Nonspecific neck pain is pain that does not show pathognomonic signs and symptoms, [1] when the duration of symptoms is greater than 12 weeks of evolution, it acquires the value of chronicity, being denominated non-specific chronic neck pain. [2] It is a common disorder, which generates a great impact and socio-economic cost. [3] This impact in personal life, social environment, community, health system and enterprises is high. Although some studies show that among 33% and 65% of subjects recover from an episode of neck pain after a year, most of cases refer that symptomatology remains during life and, thus, recurrence is common [4]. Moreover, psychosocial factors in neck pain are determinants for understanding and management of this condition, not just paying attention to musculoskeletal factors and approaching this condition from a biopsychosocial perspective. [5,6]
In last years, epidemiologic research in relation to neck and shoulder pain has shown the relationship between these anatomic regions. In that sense, a recent study performed in 18 different countries which included 12195 workers shows that it is important to assess the different forms of presentation in relation to neck/shoulder pain and other associated signs and symptoms. [7] In addition, some authors have developed the regional interdependence model, [8-10] defined by Wainner RS as ”the concept that seemingly unrelated impairments in a remote anatomical region may contribute to, or be associated with, the patient’s primary complaint.” [11] Meanwhile, Bialosky et al argued that although the regional interdependence model has been focused on musculoskeletal system, underlying mechanisms to patient’s complaints and main signs and symptoms could be more complex, involving other physiological systems including those related to peripheral, spinal cord or supraspinal mechanisms. Any condition or pathology trigger a cascade of reactions that affects not just musculoskeletal system, but also biopsychosocial, somatovisceral and neurophysiological systems. [8]
Clinical interest in thoracic spine has grown despite the lack of evidence that supports the implication of this region as main source of pain symptomatology [12], what can be observed in the number of studies investigating and supporting the application of manipulative therapy in thoracic spine for treating cervical signs and symptoms, as disability, pain and range of motion. [13-16] In that sense, Heneghan N. and Rushton A. theorized about how thoracic dysfunction could be involved in triggering and maintenance of pain in other region [17]. In the same way, McDevitt A. et al supported the interventions applied over thoracic spine for the treatment of upper quarter conditions, in line with the interdependence regional model and the neurophysiological effects of spine manipulation. [10] From the point of view of thoracic mobility, Tanaka R. et al studied the quantitative analysis of rib kinematics through dynamic chest bone images, and they found that bone fractures and vertebral deformities limit respiratory function because of reduction of ribs mobility, what leads to a decrease in vital capacity. Thus, this fact explain the influence of thoracic mobility in pulmonary function and vital capacity [18]. Abnormal movement of rib and chest wall is very common among patients with chronic obstructive pulmonary disease. [23,24] Different studies have tried to prove the influence of manual therapy in respiratory function, although results are highly variable, so no determining conclusions have been found between different authors [25-31].

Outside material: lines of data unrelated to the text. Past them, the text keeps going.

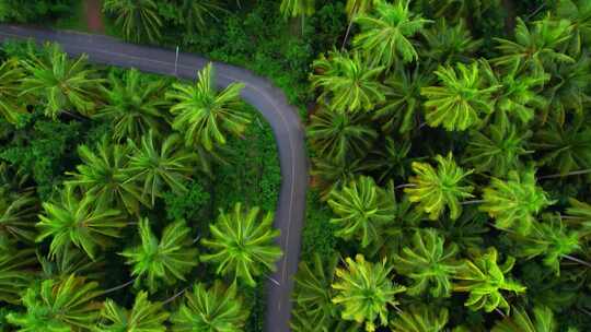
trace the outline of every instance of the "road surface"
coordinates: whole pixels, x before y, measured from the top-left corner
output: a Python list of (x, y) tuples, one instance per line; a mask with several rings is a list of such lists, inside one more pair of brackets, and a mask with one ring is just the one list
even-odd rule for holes
[[(175, 68), (174, 50), (127, 44), (103, 35), (0, 24), (0, 42), (11, 38), (34, 38), (39, 43), (57, 42), (68, 54), (86, 54), (92, 62), (137, 68), (146, 72), (190, 80), (209, 62), (199, 56), (181, 52)], [(281, 230), (278, 244), (283, 250), (283, 257), (277, 262), (277, 272), (273, 274), (273, 280), (267, 282), (266, 331), (290, 331), (290, 294), (293, 288), (292, 277), (298, 269), (308, 186), (304, 130), (297, 109), (288, 104), (283, 93), (269, 81), (248, 70), (225, 63), (213, 62), (213, 67), (220, 87), (233, 82), (245, 84), (242, 97), (258, 109), (275, 133), (282, 178), (275, 227)]]

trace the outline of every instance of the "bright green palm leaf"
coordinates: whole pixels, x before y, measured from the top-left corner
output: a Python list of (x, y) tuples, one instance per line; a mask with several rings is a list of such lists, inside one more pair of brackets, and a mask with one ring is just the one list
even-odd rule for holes
[(247, 317), (235, 283), (225, 287), (216, 281), (210, 288), (199, 283), (185, 294), (185, 301), (173, 315), (172, 331), (241, 332)]
[(230, 213), (220, 211), (216, 223), (209, 226), (211, 238), (201, 244), (210, 253), (202, 254), (204, 262), (217, 265), (216, 273), (242, 280), (255, 286), (255, 276), (275, 270), (281, 249), (275, 244), (279, 230), (273, 228), (273, 213), (260, 217), (260, 210), (243, 209), (236, 203)]
[(232, 83), (218, 92), (211, 63), (198, 73), (194, 85), (175, 83), (166, 98), (175, 102), (171, 112), (173, 128), (185, 138), (187, 146), (202, 145), (208, 151), (225, 144), (228, 133), (240, 135), (251, 122), (243, 109), (240, 92), (243, 83)]

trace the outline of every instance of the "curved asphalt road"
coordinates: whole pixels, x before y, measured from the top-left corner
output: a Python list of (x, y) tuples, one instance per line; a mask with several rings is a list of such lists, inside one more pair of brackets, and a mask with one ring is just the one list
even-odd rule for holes
[[(103, 35), (0, 24), (0, 42), (11, 38), (34, 38), (39, 43), (57, 42), (68, 54), (86, 54), (90, 60), (96, 63), (132, 67), (165, 75), (175, 74), (174, 51), (127, 44)], [(207, 59), (195, 55), (179, 54), (176, 74), (193, 80), (207, 62)], [(303, 128), (297, 109), (288, 104), (283, 93), (269, 81), (242, 68), (218, 62), (213, 64), (219, 86), (228, 86), (232, 82), (245, 84), (242, 97), (267, 119), (277, 140), (282, 181), (275, 227), (281, 230), (278, 244), (283, 250), (283, 257), (277, 263), (274, 281), (267, 282), (266, 330), (290, 331), (290, 294), (293, 288), (292, 276), (298, 269), (308, 186)]]

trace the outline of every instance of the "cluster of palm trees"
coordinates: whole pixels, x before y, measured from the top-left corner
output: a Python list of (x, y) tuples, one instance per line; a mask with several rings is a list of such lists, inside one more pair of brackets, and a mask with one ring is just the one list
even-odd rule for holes
[(313, 63), (308, 126), (340, 241), (301, 263), (294, 331), (591, 323), (591, 4), (488, 45), (463, 17), (491, 2), (349, 1), (357, 33)]
[[(78, 146), (80, 163), (44, 202), (2, 164), (2, 321), (15, 331), (241, 331), (244, 287), (281, 256), (273, 213), (236, 203), (196, 234), (187, 222), (207, 221), (157, 212), (164, 192), (186, 194), (188, 181), (211, 176), (228, 137), (244, 132), (242, 85), (216, 90), (211, 64), (195, 83), (104, 73), (57, 45), (1, 62), (0, 109), (14, 130), (31, 112), (108, 126)], [(129, 266), (129, 282), (106, 289), (113, 261)], [(131, 301), (114, 296), (131, 284)]]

The aim of the present study is to evaluate the influence of bilateral manipulative technique over first rib, so common in clinical practice, on cervical range of motion and peak expiratory flow in subjects with non-specific neck pain.
Primary Objective
To determine if bilateral manipulative technique (HVLA) over first rib in prone position modifies middle cervical range of motion and the spirometric value of maximum expiratory flow at short term in subjects with non-specific neck pain.
Hypothesis
Bilateral manipulative technique over first rib in prone position modifies mobility of middle cervical spine in subjects with non-specific neck pain, in flexion, extension, rotation and side bending, as well as the peak expiratory flow.
Trial Design:
Randomized, controlled, multicenter, parallel, double-blind, two-arm clinical trial of treatment.